Most of us are biblically educated beyond our character, perhaps because we confuse the means with the end. We falsely assume that the purpose of Bible study is mere learning, a fallacy particularly characteristic of those of us who take the Bible straight.

But mere orthodoxy is never enough. Even the demons are orthodox (James 2:19). They study the Bible too. They make their own prophetic charts and draw their own theological lines, but the Book doesn't alter their behavior. They're devilish to the end.

In Paul's second letter to Timothy, he encouraged his young friend to be an approved workman "who does not need to be ashamed and who correctly handles the word of truth" (2 Timothy 2:15).

The word here translated "who correctly handles" means "one who goes for a goal." Classical Greek writers used the word of road builders who cut their way straight through a forest to a predetermined location. The Septuagint (the first Greek translation of the Old Testament) used the word in the last phrase of Proverbs 3:6. "In all your ways acknowledge him and he will make your paths straight (direct you to the goal)."

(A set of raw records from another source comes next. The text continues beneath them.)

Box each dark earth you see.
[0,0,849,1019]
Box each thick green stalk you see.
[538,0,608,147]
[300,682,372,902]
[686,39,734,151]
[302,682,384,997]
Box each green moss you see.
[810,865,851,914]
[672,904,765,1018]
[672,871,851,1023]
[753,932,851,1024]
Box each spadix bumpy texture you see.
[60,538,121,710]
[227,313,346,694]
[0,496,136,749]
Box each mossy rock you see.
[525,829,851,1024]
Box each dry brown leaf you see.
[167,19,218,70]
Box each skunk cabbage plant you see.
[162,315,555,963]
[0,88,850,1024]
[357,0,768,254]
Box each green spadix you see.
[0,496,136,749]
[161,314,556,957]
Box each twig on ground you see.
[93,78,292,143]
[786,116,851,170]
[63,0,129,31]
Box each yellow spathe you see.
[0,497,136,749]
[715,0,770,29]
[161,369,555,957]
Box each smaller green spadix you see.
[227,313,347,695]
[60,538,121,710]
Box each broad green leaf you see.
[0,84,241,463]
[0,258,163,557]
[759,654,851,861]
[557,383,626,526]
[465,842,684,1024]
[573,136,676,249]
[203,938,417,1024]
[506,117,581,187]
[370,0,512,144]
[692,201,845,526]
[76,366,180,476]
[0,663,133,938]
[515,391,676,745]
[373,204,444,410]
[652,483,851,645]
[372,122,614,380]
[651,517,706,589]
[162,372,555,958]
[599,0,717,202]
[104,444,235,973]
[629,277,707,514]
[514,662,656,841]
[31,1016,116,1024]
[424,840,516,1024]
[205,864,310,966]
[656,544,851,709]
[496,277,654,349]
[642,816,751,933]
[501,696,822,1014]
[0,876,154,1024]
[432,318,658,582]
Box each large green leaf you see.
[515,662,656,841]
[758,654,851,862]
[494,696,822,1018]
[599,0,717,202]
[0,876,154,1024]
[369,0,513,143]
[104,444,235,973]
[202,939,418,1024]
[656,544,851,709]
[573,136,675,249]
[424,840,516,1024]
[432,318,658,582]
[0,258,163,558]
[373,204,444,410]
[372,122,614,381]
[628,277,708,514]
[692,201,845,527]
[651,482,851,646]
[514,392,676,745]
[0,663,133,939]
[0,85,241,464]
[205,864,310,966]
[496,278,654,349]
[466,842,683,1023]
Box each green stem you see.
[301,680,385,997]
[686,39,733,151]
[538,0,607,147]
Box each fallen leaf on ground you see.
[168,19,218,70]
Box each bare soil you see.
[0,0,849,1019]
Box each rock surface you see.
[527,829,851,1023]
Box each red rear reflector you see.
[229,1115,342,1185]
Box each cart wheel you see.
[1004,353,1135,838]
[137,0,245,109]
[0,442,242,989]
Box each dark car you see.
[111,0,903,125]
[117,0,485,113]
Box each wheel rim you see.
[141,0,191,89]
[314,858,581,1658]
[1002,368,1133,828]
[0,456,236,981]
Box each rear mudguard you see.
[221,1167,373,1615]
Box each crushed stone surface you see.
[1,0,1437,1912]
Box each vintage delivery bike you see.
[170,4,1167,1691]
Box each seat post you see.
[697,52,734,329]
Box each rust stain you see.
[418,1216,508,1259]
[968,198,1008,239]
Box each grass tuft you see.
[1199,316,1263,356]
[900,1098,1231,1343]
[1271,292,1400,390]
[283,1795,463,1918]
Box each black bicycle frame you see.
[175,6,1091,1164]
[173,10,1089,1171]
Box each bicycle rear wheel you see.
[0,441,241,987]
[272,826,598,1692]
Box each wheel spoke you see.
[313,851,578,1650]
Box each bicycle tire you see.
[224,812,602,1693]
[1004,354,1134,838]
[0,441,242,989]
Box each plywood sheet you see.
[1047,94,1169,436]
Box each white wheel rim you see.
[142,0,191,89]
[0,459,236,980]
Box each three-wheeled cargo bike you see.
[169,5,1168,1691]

Paul contrasted good Bible study with the flawed methods of those who were "quarreling about words," which he said, "is of no value, and only ruins those who listen" (2:14). Further, "godless chatter" ---mere discussion of the Bible without the goal of godliness---will make one become "more and more ungodly" (2:16). Ironically, God's Word, when misused, can make us less and less like God!

Paul therefore warns Timothy to "flee the evil desires of youth" (2:22), a command that in context has little or nothing to do with youthful sexual desires. Paul rather had in mind the wrong-headed passion of the young and the immature to argue about meaning---"word-fight" is the term he coins. Those who mishandle God's word in this way are workmen who ought to be ashamed.

Instead of arguing about meaning, Timothy was to "pursue righteousness, faith, love and peace, along with those who call on the Lord out of a pure heart" (2:22). In other words, he was to seek God and his goodness through the Book. To do so is to handle the Word correctly---to go straight to the goal.

The purpose of Bible study is clear. It ought to produce worship and make us more and more like our Lord. To the extent that we read the Scriptures for that reason our Bible reading is valid; to the extent that we do not, it's nonproductive. Worse, it's counterproductive, making us less and less like our Lord. Thus the hymnist prayed:

Beyond the sacred page, I seek Thee, Lord,
My spirit pants for Thee, O living Word.

It's humbling to think about the many times that I have jumped into counterproductive arguments about the Bible. While it is necessary to defend the faith at times, I do not want to walk around with a chip on my shoulder, eager for a "word-fight." It's such an unhealthy and unattractive way to live! Jesus deserves better from me, and I am determined to do better in this area.